The industry seeks a lower customs duty on metal imports, extensions of loan repayment schedules for smaller manufacturers and large infrastructure projects, including roads.
"The industry needs an immediate package to survive the current economic crisis," J.S. Chopra, President of the Automotive and Component Manufacturers Association of India said.
With vehicle demand slowing, especially for commercial vehicles, several suppliers said that automakers were delaying payments and that loans to fund capacity expansion were difficult to get.
Some manufacturers have also slowed production with Ashok Leyland Ltd., the second-largest manufacturer of commercial vehicles, saying it would halve production until December at the earliest.
Tata Motors Ltd., the third-largest passenger-car manufacturer, said plants in Lucknow and Pune would halt production for six days this month. Tata also planned a two-day shutdown of a heavy-vehicle plant in Jamshedpur.
Mahindra Renault Ltd., a joint venture of automaker Mahindra & Mahindra Ltd. and Renault SA, will drop production of the Logan (pictured above) from 2,500 units a month to 1,000.
A drop in global sales, led by U.S. automakers, has cut revenue as much as 30 percent for some parts suppliers.
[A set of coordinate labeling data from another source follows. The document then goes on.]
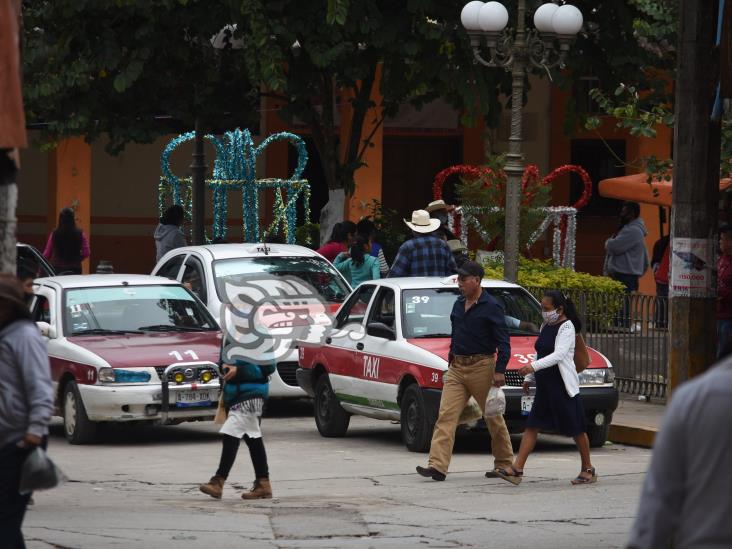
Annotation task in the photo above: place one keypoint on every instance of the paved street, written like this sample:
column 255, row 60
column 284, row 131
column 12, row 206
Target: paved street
column 137, row 488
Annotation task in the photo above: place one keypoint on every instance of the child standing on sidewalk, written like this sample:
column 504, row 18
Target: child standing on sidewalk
column 246, row 388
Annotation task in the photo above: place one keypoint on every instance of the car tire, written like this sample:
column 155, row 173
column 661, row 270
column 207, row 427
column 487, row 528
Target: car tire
column 415, row 422
column 330, row 417
column 597, row 434
column 78, row 428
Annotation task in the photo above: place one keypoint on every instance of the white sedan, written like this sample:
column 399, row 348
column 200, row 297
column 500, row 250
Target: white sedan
column 390, row 351
column 127, row 348
column 207, row 269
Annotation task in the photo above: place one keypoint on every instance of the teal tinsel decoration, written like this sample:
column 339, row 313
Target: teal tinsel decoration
column 235, row 169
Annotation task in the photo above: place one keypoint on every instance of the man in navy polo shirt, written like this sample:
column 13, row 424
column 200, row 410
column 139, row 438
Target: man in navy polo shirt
column 479, row 333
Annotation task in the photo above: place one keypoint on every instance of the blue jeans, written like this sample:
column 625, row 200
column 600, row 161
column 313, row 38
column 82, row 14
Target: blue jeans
column 724, row 337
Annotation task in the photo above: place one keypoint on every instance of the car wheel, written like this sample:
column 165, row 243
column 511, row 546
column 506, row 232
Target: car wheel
column 416, row 425
column 77, row 426
column 331, row 419
column 598, row 434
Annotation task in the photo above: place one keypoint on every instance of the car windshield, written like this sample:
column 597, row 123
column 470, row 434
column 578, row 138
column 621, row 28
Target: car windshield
column 426, row 312
column 314, row 271
column 130, row 309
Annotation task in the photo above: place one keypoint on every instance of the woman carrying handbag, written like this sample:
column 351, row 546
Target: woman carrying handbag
column 557, row 406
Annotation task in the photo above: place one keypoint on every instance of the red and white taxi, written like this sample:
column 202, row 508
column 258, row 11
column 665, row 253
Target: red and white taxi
column 127, row 348
column 388, row 354
column 206, row 270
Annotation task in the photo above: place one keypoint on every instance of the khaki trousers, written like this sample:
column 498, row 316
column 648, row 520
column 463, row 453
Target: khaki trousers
column 466, row 377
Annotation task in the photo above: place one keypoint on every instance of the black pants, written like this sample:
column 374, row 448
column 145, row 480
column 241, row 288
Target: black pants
column 631, row 285
column 12, row 504
column 230, row 448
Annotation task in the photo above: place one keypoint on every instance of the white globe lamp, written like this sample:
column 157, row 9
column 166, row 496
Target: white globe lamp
column 543, row 17
column 469, row 15
column 493, row 17
column 567, row 20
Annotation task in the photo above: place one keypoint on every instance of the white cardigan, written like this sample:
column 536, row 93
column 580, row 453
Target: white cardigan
column 563, row 356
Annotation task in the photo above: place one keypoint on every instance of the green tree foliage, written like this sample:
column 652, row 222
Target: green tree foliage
column 131, row 69
column 641, row 106
column 305, row 53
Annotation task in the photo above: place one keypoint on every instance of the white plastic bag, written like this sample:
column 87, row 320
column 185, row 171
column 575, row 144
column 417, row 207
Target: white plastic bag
column 39, row 473
column 495, row 404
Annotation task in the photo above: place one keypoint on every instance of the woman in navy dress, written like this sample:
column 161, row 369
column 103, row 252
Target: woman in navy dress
column 557, row 407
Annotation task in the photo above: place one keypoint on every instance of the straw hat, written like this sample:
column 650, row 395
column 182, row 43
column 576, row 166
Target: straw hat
column 436, row 205
column 422, row 223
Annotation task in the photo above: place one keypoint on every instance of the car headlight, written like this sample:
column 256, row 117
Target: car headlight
column 597, row 376
column 106, row 375
column 115, row 375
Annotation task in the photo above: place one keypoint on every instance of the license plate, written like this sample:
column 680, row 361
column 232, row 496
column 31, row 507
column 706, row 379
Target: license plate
column 192, row 398
column 526, row 403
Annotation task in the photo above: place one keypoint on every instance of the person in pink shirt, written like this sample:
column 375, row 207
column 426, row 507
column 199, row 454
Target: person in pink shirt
column 341, row 238
column 67, row 246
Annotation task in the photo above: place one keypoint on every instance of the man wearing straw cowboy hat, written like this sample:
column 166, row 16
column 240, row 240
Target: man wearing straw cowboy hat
column 426, row 254
column 438, row 209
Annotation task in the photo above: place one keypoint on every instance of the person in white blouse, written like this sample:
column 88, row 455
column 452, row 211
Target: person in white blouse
column 557, row 406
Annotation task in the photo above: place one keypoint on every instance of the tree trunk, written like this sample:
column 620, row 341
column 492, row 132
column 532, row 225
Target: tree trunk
column 331, row 213
column 695, row 197
column 8, row 222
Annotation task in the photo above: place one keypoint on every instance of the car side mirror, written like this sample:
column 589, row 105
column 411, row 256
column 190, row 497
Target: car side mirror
column 46, row 330
column 379, row 329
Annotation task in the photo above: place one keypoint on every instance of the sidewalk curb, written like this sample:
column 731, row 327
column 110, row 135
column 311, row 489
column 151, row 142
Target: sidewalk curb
column 632, row 435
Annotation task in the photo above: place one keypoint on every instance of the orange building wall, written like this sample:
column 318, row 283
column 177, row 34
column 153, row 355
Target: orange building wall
column 592, row 233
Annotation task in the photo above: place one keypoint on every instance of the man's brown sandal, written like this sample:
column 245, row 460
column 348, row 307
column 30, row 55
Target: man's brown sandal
column 584, row 480
column 514, row 477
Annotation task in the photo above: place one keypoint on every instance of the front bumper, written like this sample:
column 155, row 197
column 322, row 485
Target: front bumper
column 305, row 381
column 136, row 402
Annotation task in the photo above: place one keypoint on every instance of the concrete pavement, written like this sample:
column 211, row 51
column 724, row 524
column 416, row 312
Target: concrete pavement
column 137, row 488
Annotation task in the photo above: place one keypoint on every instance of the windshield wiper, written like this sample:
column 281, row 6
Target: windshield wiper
column 169, row 328
column 92, row 331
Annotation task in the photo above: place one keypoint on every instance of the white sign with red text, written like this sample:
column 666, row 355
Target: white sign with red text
column 692, row 267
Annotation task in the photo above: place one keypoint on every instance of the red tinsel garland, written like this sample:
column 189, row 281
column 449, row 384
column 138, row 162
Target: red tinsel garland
column 529, row 181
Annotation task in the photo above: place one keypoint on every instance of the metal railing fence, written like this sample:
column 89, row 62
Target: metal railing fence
column 631, row 330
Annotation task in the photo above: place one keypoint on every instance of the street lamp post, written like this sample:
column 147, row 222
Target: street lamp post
column 544, row 47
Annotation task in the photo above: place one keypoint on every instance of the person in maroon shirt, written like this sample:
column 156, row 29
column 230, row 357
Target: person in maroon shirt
column 724, row 293
column 341, row 238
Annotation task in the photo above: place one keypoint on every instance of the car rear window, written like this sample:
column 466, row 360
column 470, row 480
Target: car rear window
column 426, row 312
column 314, row 271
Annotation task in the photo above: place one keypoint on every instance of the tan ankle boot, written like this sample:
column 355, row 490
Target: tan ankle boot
column 262, row 489
column 214, row 487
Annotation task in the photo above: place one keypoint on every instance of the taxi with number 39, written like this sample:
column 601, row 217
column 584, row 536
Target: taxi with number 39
column 130, row 348
column 388, row 352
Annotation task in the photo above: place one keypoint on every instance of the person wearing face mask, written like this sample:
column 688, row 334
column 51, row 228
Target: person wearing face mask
column 26, row 403
column 438, row 210
column 557, row 406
The Automotive and Component Manufacturers Association estimates that India's auto parts industry will grow by no more than 6 percent this year, compared with an average growth rate of about 25 percent for the previous five years.
India's car market, among the fastest-growing in the world, dropped seven percent in October, which is usually considered a peak selling month when customers take advantage of "festive offers" during the wedding and Diwali season (a time when Indians buy new items for the home).
But with high interest rates (around 16 percent), demand has slowed considerably. It is hoped a government funded stimulus package with help turn things around.